Anthony Brown(Boulogne-Levallois Metropolitans) I Remember Kobe Joking I´ll Get 82 And Then Dropping 60 In His Last NBA Game

Anthony Brown is a 28 year old 199cm forward that was born in Bellflower, California. He is playing his 6th professional season and first with Boulogne-Levallois Metropolitans (France-Jeep ELITE ProA). He played his first full season in Europe last season splitting time with teams Limoges CSP Elite (France-Jeep ELITE ProA) playing 6 Eurocup games averaging 8.2ppg, 3.2rpg, 1.2apg, 2FGP: 52.6%, 3FGP: 42.9%; and played 10 French Jeep ELITE ProA games averaging 13.1ppg, 5.0rpg, 2.5apg, 2FGP: 53.7%, 3FGP: 46.3%, FT: 88.9%, in Dec.’19 moved to Montakit Fuenlabrada (Spain-ACB) playing 8 games: averaging 7.4ppg, 3.4rpg, 1.9apg, FGP: 47.4%, 3PT: 28.6%. He began his basketball career at Ocean View High School and then played at Stanford University (NCAA) playing 138 NCAA games and as a senior played 37 games averaging 14.8ppg, 6.9rpg, 2.5apg, FGP: 42.4%, 3PT: 44.1%, FT: 79.5%. In 2015 he was drafted by the Los Angeles Lakers (NBA,2rd (34). From 2015-2019 he played 41 NBA games with the Lakers, Pelicans, Magic and Timberwolves and alos played with G-league teams Los Angeles D-Fenders, Erie Bay Hawks, Iowa Wolves and Lakeland Magic. He spoke to germanhoops.comafter a 86-80 Eurocup win in Ulm. 
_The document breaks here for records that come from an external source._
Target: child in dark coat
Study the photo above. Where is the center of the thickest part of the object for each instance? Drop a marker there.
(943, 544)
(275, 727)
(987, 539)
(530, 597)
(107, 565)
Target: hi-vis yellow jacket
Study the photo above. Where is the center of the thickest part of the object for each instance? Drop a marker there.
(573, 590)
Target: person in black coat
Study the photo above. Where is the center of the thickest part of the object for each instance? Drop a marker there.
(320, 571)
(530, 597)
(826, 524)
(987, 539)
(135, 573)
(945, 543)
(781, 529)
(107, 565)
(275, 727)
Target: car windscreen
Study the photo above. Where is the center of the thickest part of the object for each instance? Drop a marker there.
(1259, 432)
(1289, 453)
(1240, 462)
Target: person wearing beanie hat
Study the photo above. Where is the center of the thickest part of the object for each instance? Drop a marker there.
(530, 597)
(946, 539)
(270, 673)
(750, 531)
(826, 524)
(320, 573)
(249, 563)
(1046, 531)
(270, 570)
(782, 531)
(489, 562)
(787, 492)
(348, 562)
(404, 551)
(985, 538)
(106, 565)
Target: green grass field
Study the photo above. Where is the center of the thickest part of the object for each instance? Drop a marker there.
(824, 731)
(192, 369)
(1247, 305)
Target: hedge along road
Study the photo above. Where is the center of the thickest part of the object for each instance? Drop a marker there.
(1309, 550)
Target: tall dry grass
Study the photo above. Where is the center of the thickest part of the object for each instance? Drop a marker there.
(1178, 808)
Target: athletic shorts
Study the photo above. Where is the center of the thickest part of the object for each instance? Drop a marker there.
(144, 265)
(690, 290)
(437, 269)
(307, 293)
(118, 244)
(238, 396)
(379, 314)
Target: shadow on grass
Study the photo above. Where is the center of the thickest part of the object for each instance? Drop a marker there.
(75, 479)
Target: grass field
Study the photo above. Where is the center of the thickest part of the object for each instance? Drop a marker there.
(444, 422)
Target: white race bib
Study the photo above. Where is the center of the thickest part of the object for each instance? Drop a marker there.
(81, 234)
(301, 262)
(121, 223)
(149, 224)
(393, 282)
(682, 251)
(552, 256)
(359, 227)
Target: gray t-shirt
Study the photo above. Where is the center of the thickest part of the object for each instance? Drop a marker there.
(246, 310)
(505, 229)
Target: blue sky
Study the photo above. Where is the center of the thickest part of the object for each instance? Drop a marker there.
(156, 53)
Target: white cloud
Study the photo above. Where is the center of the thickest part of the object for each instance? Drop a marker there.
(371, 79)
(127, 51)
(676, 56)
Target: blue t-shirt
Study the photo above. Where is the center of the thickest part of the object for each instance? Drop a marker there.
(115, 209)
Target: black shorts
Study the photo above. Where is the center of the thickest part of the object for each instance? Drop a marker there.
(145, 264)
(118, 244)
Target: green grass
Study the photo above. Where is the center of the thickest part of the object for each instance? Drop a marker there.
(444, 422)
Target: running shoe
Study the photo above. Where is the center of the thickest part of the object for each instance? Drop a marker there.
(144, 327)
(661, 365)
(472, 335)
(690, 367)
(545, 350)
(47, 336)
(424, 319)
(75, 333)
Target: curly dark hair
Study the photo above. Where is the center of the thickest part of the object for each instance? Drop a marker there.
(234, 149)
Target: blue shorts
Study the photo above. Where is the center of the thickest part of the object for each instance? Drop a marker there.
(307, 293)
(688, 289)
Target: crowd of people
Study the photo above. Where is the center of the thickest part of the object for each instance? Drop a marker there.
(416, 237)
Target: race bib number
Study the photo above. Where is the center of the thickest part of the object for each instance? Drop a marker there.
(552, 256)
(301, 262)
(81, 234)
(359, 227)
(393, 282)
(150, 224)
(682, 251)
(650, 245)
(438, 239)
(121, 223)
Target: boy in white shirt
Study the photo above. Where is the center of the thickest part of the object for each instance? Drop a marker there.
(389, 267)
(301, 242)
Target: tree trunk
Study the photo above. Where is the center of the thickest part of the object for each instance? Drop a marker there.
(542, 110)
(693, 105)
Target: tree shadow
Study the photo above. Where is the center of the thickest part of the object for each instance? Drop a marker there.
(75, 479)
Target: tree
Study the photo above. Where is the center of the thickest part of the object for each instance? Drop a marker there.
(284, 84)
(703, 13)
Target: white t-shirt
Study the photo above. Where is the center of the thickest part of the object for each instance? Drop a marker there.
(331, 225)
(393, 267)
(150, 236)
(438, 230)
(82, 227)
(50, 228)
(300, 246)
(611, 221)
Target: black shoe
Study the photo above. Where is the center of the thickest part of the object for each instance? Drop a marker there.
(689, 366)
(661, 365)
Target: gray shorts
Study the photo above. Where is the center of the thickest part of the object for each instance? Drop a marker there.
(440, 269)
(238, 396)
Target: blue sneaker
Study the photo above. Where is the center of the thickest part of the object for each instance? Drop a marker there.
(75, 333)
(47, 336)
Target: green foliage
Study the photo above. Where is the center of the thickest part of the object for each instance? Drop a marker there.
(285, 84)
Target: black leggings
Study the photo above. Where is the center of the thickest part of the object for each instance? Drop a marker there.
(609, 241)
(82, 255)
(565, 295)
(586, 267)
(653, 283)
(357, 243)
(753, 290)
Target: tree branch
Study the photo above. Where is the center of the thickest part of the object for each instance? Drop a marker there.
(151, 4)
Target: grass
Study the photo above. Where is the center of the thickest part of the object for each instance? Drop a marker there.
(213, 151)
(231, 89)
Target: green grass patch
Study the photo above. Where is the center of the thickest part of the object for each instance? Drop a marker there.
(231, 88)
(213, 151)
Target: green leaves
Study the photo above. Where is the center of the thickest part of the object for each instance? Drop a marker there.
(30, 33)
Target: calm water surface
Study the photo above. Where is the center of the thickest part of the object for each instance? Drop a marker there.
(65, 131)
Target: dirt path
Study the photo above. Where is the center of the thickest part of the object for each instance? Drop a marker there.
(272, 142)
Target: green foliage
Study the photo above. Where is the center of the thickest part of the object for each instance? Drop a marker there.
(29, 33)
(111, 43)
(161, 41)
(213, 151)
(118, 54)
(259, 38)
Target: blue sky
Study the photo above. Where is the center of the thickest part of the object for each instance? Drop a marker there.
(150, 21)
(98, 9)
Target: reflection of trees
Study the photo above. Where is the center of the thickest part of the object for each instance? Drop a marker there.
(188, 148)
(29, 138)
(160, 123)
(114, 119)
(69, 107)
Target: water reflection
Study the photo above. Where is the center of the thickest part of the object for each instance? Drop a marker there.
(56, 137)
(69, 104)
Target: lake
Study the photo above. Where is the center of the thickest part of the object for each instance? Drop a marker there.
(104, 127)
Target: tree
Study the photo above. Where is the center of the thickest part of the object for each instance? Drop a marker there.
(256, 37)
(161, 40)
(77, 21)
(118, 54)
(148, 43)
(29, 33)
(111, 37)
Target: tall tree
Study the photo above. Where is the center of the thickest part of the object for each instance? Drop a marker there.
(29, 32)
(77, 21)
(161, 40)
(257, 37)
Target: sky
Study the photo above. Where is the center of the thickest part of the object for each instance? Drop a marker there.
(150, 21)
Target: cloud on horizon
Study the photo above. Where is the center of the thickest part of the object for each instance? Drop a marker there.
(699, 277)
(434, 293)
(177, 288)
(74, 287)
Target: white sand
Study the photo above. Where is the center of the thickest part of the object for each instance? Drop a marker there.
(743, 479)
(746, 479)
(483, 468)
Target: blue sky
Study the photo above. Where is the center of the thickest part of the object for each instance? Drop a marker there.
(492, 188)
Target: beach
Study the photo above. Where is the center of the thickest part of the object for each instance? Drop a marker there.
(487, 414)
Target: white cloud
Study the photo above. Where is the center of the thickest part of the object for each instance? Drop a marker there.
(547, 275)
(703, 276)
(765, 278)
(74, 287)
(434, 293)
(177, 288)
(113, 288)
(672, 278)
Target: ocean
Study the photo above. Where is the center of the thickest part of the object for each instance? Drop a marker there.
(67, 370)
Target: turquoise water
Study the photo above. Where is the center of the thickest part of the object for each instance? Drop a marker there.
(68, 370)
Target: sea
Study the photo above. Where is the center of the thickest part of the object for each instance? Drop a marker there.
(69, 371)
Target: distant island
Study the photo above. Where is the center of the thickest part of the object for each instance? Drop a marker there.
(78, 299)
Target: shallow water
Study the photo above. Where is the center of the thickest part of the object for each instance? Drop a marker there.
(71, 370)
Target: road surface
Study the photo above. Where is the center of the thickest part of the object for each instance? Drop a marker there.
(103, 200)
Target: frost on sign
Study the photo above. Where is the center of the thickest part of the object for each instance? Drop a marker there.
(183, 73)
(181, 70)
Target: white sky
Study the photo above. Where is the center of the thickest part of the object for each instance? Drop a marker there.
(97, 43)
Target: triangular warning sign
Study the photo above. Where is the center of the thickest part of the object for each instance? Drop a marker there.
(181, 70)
Thanks Anthony for talking to germanhoops.com. Your just played a Eurocup game in Ulm, Germany. Is the whole travel thing in Europe easier and less hectic than what you experienced in the NBA and G-League?


Traveling in Europe isn’t on the same level as the NBA. In the NBA you always take charter flights. I would compare the travel in Europe to the G-League. It always depends what city you are in. Last season playing in Limoges, the travel was worse. But now living in Paris the travel has been smooth. 

You were teammates with Ulm American Troy Caupain and John Petrucelli a few years ago with Lakeland. Do you have any friendly wagers going?

No we didn’t have any friendly wagers going, but it was really good to see them. I talk to both guys on a regular basis. When I played with the Lakeland Magic, it was one of the closest teams that I ever played with. I talk to John like 2-3 times a week and I talk to Troy 2-3 times a month. This was the first time that I had seen them since we played in the G-League one and a half years ago. 

Congrats on the 86-80 win in Ulm. What steps did the team make in Ulm?


We didn’t play well in our first 2 Eurocup games. We didn’t start well in the first quarter in those 2 games, but in Ulm we finally did. We as a team don’t have much Eurocup experience. Winning this game was important. We are starting to know what we have to do to win. This win took some relief off our shoulders.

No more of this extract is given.